Going off the rails on a crazy train
Author: Saroo Brierley
Imagine a five-year-old accidentally boarding an empty train carriage in Chicago and traveling 1,000 miles alone across the United States, disembarking 24 hours later in, say, New Hampshire.
Picture this same five-year-old without money, identification, or the ability to remember his last name.
Now consider that there is no Internet available to track down this five-year-old’s parents, no nightly news to post his little face on a television screen, and no one who notices him as he scavenges around the station for food.
Can you wrap your head around this scenario? Inconceivable, no?
In his gripping memoir, A Long Way Home, currently in theaters as the movie Lion, Saroo Brierly untangles the story of how this very thing happened to him in India in 1987. The tragic circumstances by which he comes to board a train in Burhanpur (located in the western part of India) and then travel 1,680 kilometers east to Kolkata by himself are nothing short of spellbinding.
In warm, spare language that immediately mesmerizes the reader, Brierly starts his almost mythic tale by describing his poverty-stricken childhood in his rural village. He shares memories of his mother, his three siblings, and how they struggle to get by. Brierly’s details are so vivid that I can feel the dust on my feet and the rumble of hunger in my stomach; I can hear the bleating of goats and the wail of Indian music from the town center. By the time his inadvertent train ride begins, Brierly has systematically set the stage for this most daunting and pivotal of moments.

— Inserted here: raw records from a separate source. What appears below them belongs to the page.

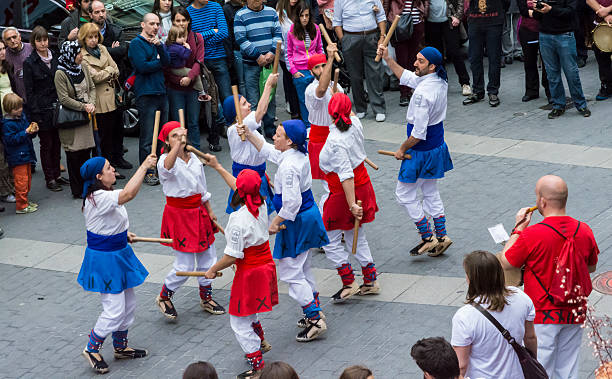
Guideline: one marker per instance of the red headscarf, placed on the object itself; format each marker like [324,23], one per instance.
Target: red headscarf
[247,185]
[339,107]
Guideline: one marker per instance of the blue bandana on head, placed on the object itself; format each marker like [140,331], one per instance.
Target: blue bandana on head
[296,132]
[435,57]
[229,109]
[89,170]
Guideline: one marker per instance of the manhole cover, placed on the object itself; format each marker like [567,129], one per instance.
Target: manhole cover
[603,283]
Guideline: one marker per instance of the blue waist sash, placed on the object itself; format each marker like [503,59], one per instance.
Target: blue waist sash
[106,243]
[307,201]
[434,138]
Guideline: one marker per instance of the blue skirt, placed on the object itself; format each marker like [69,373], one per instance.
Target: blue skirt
[307,231]
[428,164]
[111,271]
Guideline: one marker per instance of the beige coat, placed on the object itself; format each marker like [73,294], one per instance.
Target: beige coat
[104,72]
[81,137]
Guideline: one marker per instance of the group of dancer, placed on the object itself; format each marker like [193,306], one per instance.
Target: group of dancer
[334,153]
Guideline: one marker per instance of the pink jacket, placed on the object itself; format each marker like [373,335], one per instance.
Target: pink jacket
[297,56]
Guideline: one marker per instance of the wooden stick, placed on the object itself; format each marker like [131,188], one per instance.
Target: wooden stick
[238,111]
[155,132]
[355,232]
[392,154]
[328,40]
[196,273]
[368,161]
[388,37]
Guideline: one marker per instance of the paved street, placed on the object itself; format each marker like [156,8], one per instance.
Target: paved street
[498,154]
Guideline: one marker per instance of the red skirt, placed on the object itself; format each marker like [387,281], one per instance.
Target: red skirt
[187,222]
[254,289]
[336,212]
[316,140]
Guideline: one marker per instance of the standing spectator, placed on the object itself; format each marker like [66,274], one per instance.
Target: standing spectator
[442,29]
[485,25]
[603,14]
[163,8]
[406,51]
[181,92]
[529,37]
[303,41]
[436,357]
[69,28]
[208,20]
[558,49]
[148,57]
[361,26]
[537,248]
[482,350]
[286,13]
[256,28]
[75,90]
[38,74]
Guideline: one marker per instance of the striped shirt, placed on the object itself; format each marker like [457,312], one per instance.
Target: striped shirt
[256,32]
[204,21]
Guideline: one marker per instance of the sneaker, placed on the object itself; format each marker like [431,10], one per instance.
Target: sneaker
[556,113]
[212,307]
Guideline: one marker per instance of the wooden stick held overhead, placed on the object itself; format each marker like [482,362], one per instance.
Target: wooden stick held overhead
[388,37]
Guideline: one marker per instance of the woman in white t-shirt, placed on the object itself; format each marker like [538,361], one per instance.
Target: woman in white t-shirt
[482,350]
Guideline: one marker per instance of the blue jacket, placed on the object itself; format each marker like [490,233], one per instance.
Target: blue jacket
[148,67]
[17,143]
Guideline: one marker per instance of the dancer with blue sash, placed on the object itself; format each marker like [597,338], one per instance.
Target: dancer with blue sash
[425,143]
[298,212]
[109,265]
[245,155]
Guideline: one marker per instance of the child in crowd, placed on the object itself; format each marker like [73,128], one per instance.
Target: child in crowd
[17,134]
[179,51]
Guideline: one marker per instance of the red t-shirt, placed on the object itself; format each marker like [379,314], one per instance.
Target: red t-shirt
[538,248]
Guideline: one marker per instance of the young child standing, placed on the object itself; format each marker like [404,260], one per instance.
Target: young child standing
[17,134]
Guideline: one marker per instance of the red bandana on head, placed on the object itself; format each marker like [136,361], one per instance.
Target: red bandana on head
[340,108]
[247,185]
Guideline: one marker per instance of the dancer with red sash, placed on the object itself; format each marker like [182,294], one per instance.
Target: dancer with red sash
[254,288]
[342,160]
[187,219]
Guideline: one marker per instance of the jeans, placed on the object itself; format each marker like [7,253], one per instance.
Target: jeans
[188,101]
[147,105]
[300,86]
[251,80]
[559,52]
[481,36]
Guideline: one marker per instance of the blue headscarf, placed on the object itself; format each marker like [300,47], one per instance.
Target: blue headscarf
[89,170]
[434,57]
[296,132]
[229,110]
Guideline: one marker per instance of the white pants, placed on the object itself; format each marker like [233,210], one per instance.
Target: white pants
[243,329]
[558,349]
[406,195]
[117,314]
[190,262]
[336,253]
[296,272]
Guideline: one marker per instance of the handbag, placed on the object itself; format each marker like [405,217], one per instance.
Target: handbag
[532,369]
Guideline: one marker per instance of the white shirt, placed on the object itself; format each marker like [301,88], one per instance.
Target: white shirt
[428,103]
[106,217]
[343,151]
[243,231]
[244,152]
[317,106]
[291,179]
[184,178]
[491,355]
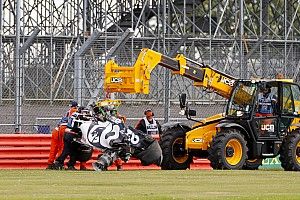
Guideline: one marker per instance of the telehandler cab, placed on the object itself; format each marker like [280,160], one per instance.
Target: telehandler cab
[238,139]
[243,138]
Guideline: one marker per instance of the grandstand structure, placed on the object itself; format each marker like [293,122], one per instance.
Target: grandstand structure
[52,51]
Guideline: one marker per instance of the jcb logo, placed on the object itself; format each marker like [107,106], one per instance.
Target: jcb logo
[267,127]
[116,80]
[227,81]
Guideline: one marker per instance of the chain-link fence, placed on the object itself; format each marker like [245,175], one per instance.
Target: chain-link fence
[58,51]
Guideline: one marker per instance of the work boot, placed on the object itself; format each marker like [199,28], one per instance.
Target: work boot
[50,166]
[98,167]
[83,168]
[119,168]
[58,166]
[72,168]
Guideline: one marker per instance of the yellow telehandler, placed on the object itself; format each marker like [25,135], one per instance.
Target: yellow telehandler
[240,138]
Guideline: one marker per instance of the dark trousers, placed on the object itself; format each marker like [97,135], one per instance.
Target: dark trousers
[69,149]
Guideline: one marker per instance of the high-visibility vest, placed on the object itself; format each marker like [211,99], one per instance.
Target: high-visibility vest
[151,128]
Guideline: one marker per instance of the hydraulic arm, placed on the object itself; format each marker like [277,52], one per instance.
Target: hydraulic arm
[136,78]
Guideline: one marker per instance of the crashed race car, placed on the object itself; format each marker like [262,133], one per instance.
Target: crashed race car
[106,131]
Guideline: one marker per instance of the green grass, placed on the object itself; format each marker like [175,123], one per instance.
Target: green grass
[149,184]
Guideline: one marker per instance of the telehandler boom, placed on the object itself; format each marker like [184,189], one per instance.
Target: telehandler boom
[238,139]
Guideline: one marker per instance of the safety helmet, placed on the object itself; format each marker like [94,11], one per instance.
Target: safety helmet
[73,104]
[148,110]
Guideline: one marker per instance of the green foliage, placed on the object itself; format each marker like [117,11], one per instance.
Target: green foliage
[149,184]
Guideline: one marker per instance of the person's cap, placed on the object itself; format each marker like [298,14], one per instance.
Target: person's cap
[73,104]
[64,120]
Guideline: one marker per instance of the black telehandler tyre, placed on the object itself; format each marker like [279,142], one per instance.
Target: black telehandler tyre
[175,156]
[228,150]
[290,152]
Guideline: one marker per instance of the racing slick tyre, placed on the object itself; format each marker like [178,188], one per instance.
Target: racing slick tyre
[253,164]
[228,150]
[175,157]
[290,152]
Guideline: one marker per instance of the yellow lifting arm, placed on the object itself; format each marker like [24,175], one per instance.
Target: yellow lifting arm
[136,78]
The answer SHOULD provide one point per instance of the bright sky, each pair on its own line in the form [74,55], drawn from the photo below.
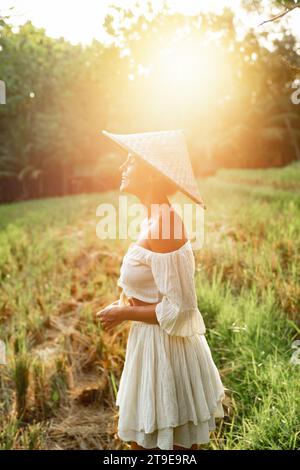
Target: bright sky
[82,20]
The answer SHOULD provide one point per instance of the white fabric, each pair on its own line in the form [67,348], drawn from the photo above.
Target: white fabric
[170,389]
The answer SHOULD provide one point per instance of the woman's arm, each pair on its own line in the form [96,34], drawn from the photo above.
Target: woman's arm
[112,315]
[145,313]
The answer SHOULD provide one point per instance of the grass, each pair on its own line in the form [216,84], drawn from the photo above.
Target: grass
[58,388]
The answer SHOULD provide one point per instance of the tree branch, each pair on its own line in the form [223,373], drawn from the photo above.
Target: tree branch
[280,15]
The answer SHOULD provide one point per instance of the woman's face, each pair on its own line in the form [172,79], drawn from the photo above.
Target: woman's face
[133,175]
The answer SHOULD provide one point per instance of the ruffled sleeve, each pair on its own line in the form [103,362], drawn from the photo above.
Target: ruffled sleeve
[173,273]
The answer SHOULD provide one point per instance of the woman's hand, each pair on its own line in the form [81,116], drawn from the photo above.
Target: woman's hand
[111,316]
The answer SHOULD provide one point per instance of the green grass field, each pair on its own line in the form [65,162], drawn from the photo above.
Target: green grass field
[58,387]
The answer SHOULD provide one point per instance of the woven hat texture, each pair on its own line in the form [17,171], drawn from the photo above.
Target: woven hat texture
[167,152]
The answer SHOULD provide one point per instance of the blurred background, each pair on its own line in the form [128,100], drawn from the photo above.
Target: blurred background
[220,69]
[228,73]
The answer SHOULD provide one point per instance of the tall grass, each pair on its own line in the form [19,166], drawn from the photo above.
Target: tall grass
[59,386]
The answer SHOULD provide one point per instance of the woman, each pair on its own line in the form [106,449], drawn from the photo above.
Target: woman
[170,390]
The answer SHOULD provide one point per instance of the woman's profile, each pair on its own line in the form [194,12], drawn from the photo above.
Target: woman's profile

I’m not giving anything away by saying that after arriving in Kolkata, Brierly cannot find his way home. As he wanders the streets, the potential for danger is harrowing: “No one knows how many Indian children have been trafficked into the sex trade or slavery, or even for organs, but all these trades are thriving, with too few officials and too many kids.” He is ultimately adopted by an Australian couple and taken to a new house in a new country, far away.

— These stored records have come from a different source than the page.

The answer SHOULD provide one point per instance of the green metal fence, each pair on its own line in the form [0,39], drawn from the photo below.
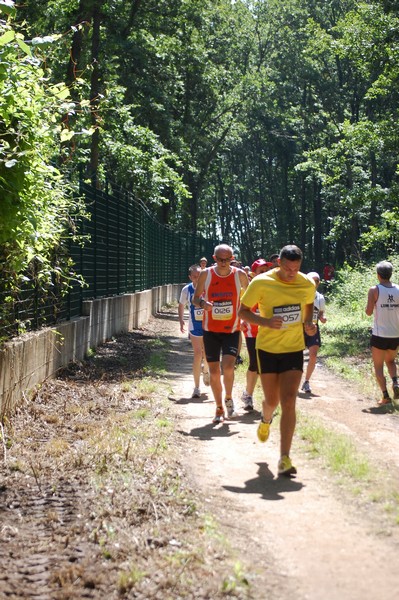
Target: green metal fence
[128,251]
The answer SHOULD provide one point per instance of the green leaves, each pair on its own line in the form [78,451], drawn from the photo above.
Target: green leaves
[37,205]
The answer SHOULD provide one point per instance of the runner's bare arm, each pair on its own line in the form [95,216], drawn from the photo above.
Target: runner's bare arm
[243,280]
[322,318]
[181,316]
[199,290]
[371,300]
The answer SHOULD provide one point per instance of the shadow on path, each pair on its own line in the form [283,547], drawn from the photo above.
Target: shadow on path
[266,485]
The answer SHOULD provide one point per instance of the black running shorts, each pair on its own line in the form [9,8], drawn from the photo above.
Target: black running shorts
[384,343]
[214,343]
[269,362]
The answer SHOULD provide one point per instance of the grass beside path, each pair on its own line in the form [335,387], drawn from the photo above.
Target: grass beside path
[134,527]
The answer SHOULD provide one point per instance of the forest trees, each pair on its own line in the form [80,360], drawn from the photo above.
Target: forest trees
[259,122]
[37,204]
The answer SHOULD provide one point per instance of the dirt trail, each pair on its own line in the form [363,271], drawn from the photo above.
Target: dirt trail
[305,535]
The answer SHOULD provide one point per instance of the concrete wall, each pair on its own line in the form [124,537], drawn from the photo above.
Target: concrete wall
[28,360]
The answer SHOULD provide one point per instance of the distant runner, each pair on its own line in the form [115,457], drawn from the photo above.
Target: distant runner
[218,293]
[383,303]
[194,329]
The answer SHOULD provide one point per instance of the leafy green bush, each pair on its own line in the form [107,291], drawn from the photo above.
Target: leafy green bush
[37,205]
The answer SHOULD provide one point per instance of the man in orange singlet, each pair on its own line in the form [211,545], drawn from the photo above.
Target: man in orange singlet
[218,293]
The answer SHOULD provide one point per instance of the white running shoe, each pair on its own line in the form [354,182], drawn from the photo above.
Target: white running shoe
[248,401]
[231,413]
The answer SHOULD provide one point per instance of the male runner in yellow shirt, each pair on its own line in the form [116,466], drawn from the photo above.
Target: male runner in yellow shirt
[285,300]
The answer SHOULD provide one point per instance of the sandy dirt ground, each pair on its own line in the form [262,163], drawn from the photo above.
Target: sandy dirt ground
[309,537]
[306,535]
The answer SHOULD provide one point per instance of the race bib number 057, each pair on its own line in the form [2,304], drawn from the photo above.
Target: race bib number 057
[291,314]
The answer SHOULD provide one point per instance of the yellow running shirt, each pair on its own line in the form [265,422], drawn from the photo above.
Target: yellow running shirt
[275,297]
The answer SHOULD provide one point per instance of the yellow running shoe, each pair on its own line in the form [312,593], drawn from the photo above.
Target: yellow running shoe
[285,466]
[219,416]
[263,431]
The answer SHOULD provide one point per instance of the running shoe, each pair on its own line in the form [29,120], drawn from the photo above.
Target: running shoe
[285,466]
[231,413]
[219,416]
[248,401]
[384,400]
[263,431]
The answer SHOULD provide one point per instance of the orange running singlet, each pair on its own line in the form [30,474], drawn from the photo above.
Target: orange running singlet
[224,293]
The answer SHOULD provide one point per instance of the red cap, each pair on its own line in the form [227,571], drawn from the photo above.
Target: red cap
[261,262]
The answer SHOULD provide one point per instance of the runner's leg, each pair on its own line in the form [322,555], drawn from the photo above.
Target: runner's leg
[289,383]
[196,342]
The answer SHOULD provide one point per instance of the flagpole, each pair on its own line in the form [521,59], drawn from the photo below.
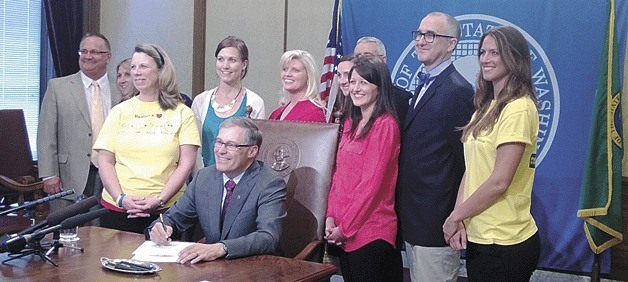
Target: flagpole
[595,269]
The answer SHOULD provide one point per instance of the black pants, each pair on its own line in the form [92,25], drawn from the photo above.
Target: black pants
[376,261]
[119,220]
[503,263]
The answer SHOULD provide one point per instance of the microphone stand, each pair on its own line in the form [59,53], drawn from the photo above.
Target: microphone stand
[56,244]
[36,248]
[32,204]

Fortunately for Brierly, the second half of his memoir doesn’t have the grit and Dickensian feel of the first, but he does a formidable job of conveying how it feels to be dropped into a life that you didn’t necessarily ask for. Make no mistake: his life is a good one, and he is grateful for everything his adoptive parents do for him. In fact, he writes with remarkable tenderness about his mother and father, who help nurture him into a young man who is clearly articulate, gracious and bright.
Yet it comes as no surprise when Brierly decides in his 20s that he wants to find out where he came from. What is surprising is the boundless determination and creativity he employs to piece together his fragile history. You will find yourself rooting for him every step—and flight and train ride—of the way.
Upon closing the cover of this stunning book, I am left with Brierly’s quiet sense of courage and restraint, along with his complete lack of anger and bitterness. “I’ve experienced so many coincidences that I’ve just learned to accept them—even to be grateful for them,” he writes.
To say that Brierly is an inspiration doesn’t come close to conveying what an extraordinary human being he is. And yet, I suppose he’s just like the rest of us, simply wanting to fill in the mysterious holes of his life. Not only does he accomplish this, but he gives the world a beautiful gift in the process. Thank you, Saroo, for sharing your long way home.